■ Vorschlag
: Indianer und Fernsehgeist: Brasilien- filme im Völkerkundemuseum

Meist sind es eher schlechte Nachrichten, die uns aus Brasilien erreichen: von der Abholzung des tropischen Regenwaldes etwa oder von korrupten Politikern, die ihr Land in den Ruin treiben. Beim Museum für Völkerkunde hat man sich jetzt über unser Informationsdefizit Sorgen gemacht und deshalb in Zusammenarbeit mit dem Brasilianischen Kulturinstitut die Reihe „Film-Land: Brasilien!“ initiiert.
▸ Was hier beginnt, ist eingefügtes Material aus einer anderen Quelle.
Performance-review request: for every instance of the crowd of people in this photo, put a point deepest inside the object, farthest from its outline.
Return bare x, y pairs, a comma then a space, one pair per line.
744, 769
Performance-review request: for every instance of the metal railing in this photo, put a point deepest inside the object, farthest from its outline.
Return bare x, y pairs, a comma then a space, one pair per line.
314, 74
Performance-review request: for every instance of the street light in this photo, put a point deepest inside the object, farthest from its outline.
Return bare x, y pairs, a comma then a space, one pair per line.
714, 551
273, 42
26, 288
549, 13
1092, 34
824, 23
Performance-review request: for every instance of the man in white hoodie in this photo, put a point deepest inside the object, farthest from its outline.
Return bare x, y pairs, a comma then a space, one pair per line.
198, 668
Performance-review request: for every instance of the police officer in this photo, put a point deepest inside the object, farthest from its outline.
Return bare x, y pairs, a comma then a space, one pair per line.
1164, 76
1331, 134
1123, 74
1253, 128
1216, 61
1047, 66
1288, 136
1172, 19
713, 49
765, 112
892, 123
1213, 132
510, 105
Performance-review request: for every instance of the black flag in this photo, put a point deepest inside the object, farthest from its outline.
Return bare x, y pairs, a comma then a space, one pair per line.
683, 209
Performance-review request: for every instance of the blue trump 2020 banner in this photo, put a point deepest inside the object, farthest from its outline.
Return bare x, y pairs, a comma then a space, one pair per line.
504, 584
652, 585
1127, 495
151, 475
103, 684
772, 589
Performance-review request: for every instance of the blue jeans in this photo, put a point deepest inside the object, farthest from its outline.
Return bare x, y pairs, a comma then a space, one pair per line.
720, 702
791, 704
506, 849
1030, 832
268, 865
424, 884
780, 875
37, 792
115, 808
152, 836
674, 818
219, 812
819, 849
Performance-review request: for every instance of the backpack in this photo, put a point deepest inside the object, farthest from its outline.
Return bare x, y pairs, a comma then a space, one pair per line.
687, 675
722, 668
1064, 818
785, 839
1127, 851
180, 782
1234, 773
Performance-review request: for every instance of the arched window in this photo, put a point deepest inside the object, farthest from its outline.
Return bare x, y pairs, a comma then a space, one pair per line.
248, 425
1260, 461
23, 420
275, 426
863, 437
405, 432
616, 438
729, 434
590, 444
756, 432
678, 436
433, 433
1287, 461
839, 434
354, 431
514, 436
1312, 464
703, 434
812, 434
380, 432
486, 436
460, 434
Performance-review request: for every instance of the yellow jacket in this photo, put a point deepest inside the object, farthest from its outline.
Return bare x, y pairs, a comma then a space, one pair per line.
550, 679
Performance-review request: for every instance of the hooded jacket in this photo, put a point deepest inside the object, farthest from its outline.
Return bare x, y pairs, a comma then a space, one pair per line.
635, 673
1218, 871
In Fernsehfeatures, Dokumentarfilmen und ethnologischen Videos blicken vornehmlich brasilianische Regisseure auf ihr Land. Neben Filmen, die das Leben in den Großstädten dokumentieren, bilden Produktionen, die sich mit der Kultur der indianischen Ureinwohner beschäftigen, einen Schwerpunkt. Interessant ist vor allem deren Auseinandersetzung mit den visuellen Medien selbst. In dem 1990 entstandenen Film „Der Geist des Fernsehens“ konfrontiert Regisseur Vincent Carelli die Indianer des WaiÛpi- Stammes mit Aufnahmen, die 1973 bei der ersten Kontaktaufnahme mit der „Zivilisation“ entstanden waren: Während einige das Video als Historie in Bildern betrachten, die ihnen die Möglichkeit bietet, von den Vorfahren zu lernen, fühlen sich andere von den Geistern ihrer toten Ahnen heimgesucht. Der freundliche Häuptling aber hat unterdessen bereits ein Bewußtsein für die Massenwirksamkeit und die Manipulationsmöglichkeiten des Mediums entwickelt: Ob diesen Film sehr viele Menschen sehen werden, will er vom Regisseur wissen. Dann solle man den Leuten da draußen doch bitte mitteilen, daß es hier im Urwald eine große Anzahl höchst aggressiver und gefährlicher Bewohner gäbe. „Vielleicht bekommen die Weißen dann Angst und lassen uns in Ruhe.“

Mit anderen Problemen haben die großen Städte des Landes zu kämpfen. Wie das deutsche Fernsehfeature „Stadtrand“ verdeutlicht, hat sich in den armseligen Wellblechhütten der Peripherie längst eine tragikomische Anarchie ausgebreitet, und manchmal hilft nur noch die Flucht in die schöne Scheinwelt des Fußballs. Wie die Dokumentation „Brasilien, eine Nation in Fußballschuhen“ zeigt, spielt einfach jeder mit dem Ball, und jeder ist Fan. Letztlich aber ist die Qualifikation für die WM dann doch nur eine schöne Nebensache, wie ein Anhänger bemerkt: „Wichtiger wäre es, wenn wir uns für die Erste Welt qualifizieren könnten.“ Lars Penning

„Film-Land: Brasilien!“ Museum für Völkerkunde, bis zum 25.1.